A Philippine court has ordered the arrest of former Sen. Antonio Trillanes, one of the leading critics of President Rodrigo Duterte’s drug war, for allegedly circulating videos that implicated members of the first family in the narcotics trade.
Also charged were two priests who criticized Duterte’s drug war – Flaviano Villanueva and Albert Alejo – as well as a former senior police officer who accused the president of associating with known Chinese drug traffickers, according to the arrest warrant.
“Those accused have been charged with circulating malicious libel and fabricating evidence to make it appear that Duterte and his family are involved in the drug trade as an act of revenge. The conspiracy here was to inflict libelous imputations against the president,” Senior Assistant State Prosecutor Olivia Torrevillas said.
Torrevillas said Trillanes and a total of 10 other suspects were charged with conspiracy to commit sedition, adding there was no overt act to call for an uprising to oust Duterte. All but one of the others has posted the 10,000 pesos (U.S. $200) bail, while Trillanes, who is out of the country, said he would post it when he returns.

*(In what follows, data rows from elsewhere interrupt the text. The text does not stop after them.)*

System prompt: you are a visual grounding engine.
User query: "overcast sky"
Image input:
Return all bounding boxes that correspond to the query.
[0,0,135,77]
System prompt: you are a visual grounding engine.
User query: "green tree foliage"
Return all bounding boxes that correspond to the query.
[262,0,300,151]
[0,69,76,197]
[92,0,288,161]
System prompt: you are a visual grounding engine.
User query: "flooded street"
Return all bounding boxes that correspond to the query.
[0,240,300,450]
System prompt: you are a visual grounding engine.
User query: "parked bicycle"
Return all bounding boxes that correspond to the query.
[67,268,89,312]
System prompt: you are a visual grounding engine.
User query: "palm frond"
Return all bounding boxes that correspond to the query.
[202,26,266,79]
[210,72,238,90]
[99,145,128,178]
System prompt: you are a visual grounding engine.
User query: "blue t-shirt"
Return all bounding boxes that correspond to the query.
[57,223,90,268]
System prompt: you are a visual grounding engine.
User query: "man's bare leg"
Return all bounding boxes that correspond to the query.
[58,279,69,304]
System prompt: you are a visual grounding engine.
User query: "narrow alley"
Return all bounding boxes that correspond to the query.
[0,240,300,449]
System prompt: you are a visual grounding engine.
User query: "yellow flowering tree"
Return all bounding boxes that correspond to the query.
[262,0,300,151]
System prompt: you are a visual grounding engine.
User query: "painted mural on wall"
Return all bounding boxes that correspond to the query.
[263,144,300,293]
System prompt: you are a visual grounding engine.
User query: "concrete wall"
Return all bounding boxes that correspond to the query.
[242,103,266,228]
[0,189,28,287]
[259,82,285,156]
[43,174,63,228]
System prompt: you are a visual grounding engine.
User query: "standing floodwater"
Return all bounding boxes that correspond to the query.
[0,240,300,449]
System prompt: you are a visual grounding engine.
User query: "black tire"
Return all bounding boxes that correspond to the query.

Trillanes, whose senate term ended in 2019, remains a Duterte critic and vowed to fight the charge.
“I will face this case just as I have faced all the other harassment cases Duterte’s minions have filed against me,” Trillanes said.
In 2018, authorities tried to arrest Trillanes on charges of rebellion for an uprising he had been pardoned for in the past. The senator holed himself up in the Senate until charges were dropped.
Duterte, whose six-year term ends in 2022, launched a deadly war on drugs shortly after taking office. Nearly 6,000 suspected drug dealers and pushers have been killed, according to government figures, but rights groups said the number could be as much as five times higher.
Another leading Duterte critic, Sen. Leila de Lima, has been in jail for allegedly profiting from the drug trade, a charge she has denied and has been described by other critics as preposterous.